What does your job entail ? and is there anyone else involved in this venture with you?
PB: I do literally everything, at the present moment it’s just me. Hopefully I’ll be able to hire someone next year to help me promote, etc. For the time being though, every bottle is labeled, shipped, and sold by me.
What types of expression do you currently produce? Do you see more variety of gin expressions in the future, or any other spirits perhaps?
PB: My gin is front loaded with citrus. Like, a lot. Citrus is a great tool in all sorts of recipes, it hits the palate pretty abruptly and fades almost as quickly. It’s also pretty universally liked, so I found out that with gin (which is not universally liked) it was a good first flavor. Once the initial citrus fades out there’s a mellow floral/gardeney vibe (cardamom, coriander, angelica root, juniper), then earth (fennel, cinnamon, clove).
I don’t think I’ll make another gin. My personal goal is to have three or four products, and that’s it. I’ve already picked what they’ll be (kinda), and they’re the ones where I feel like I can contribute something valuable. The gin is a clean and well mannered sort of spirit. It gets along well in cocktails, you don’t have to try to fight against the juniper or clove. At the same time, it can stand by itself neat or in a martini and with enough going on so as not to be boring.
I didn’t see a lot of that on the shelf, so I felt good with the notion that I was making something worthwhile. It’s important to me that I feel like I’m contributing.
Do you believe now is an exciting time to be a gin drinker?
PB: Every single day is an exciting day to drink anything! I kid, but yeah.

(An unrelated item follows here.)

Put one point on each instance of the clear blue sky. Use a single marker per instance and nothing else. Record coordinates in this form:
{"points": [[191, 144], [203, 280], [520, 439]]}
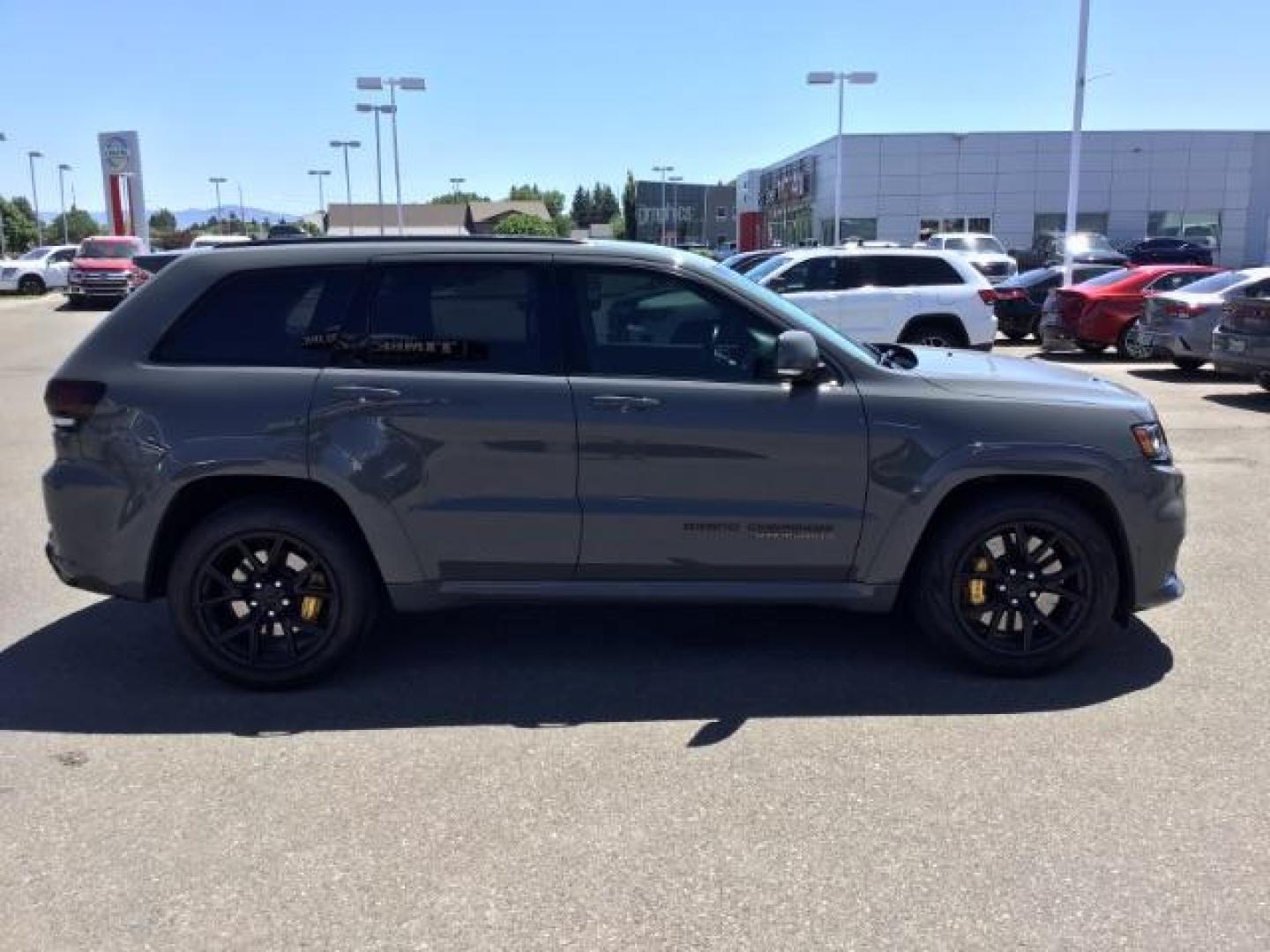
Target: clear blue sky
{"points": [[560, 93]]}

There are new and interesting gins coming out all the time and variety is the spice of life. I have a tendency to not wear a name badge at events as too many people would see what I do and think “Hey, this guy knows what he’s talking about.”, which is total horse shit. I have as much or more fun than anyone getting to see what the other players are up to.

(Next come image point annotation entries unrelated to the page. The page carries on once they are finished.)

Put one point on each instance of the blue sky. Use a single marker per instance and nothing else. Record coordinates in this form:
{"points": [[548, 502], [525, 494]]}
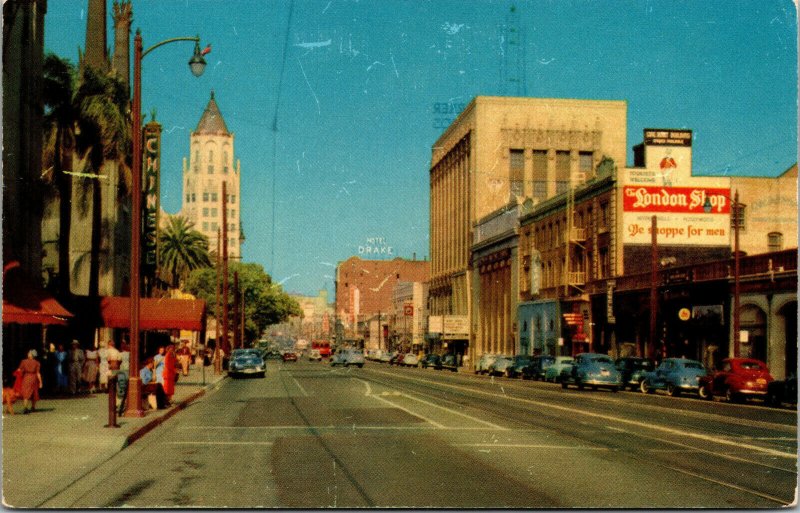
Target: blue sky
{"points": [[353, 97]]}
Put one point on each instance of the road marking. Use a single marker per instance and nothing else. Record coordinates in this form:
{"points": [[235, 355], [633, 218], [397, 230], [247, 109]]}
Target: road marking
{"points": [[433, 422], [611, 418], [216, 442]]}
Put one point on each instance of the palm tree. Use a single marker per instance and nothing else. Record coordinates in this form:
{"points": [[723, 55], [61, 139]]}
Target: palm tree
{"points": [[58, 150], [182, 249], [103, 136]]}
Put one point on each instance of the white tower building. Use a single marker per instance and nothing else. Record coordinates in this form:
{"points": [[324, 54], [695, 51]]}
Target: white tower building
{"points": [[210, 163]]}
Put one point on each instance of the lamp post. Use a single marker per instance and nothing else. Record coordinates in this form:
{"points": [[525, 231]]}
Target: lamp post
{"points": [[197, 64]]}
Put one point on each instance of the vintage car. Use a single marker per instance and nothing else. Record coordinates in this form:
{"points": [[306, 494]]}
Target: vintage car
{"points": [[593, 370], [738, 379], [675, 375], [633, 369]]}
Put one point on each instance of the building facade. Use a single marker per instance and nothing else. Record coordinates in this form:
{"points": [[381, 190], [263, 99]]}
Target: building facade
{"points": [[211, 162]]}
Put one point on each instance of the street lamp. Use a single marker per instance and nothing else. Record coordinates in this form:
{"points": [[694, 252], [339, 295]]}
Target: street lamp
{"points": [[735, 215], [197, 64]]}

Where are you currently available, and do you have any plans to expand nationally?
PB: Sacramento Ca, and one Whole Foods in Berkeley, Ca. I plan to expand until I find a market that doesn’t want or like it. Then I’ll just chill.
What three words do you want people to associate with your gin.
PB: You’ll notice that the label on my bottle has one word on it which isn’t required to be there by law, and that’s my last name. This is probably not a very good question for me.
What are the most important factors affecting spirit distillation? How do you ensure that these are carefully balanced to produce a consistently high quality product?
PB: Time! The only thing that really matters is time and attention to detail. Distillation is a SCIENCE not an art! Sure there may be some art in making cuts, but not really and aside from that it’s just math. There is art and skill in brewing and fermenting and selecting botanicals and cocktails etc. etc., but the only thing that really makes the difference between good and bad spirits is time. Number of distillations, hand made/craft made, small batch, blah blah filtered; these are all lies. If I were hired to make a more honest tag line, it would be “Made carefully and with attention to detail.”
Where do you see your distillery 5 years from now?
PB: Either bankrupt or with two new products on shelves that I’m very proud of. R&D is already done on them by the way, gotta keep my cards close to my chest.
Anything else you’d like to share with our readers?
PB: No, but thanks very much for checking me out!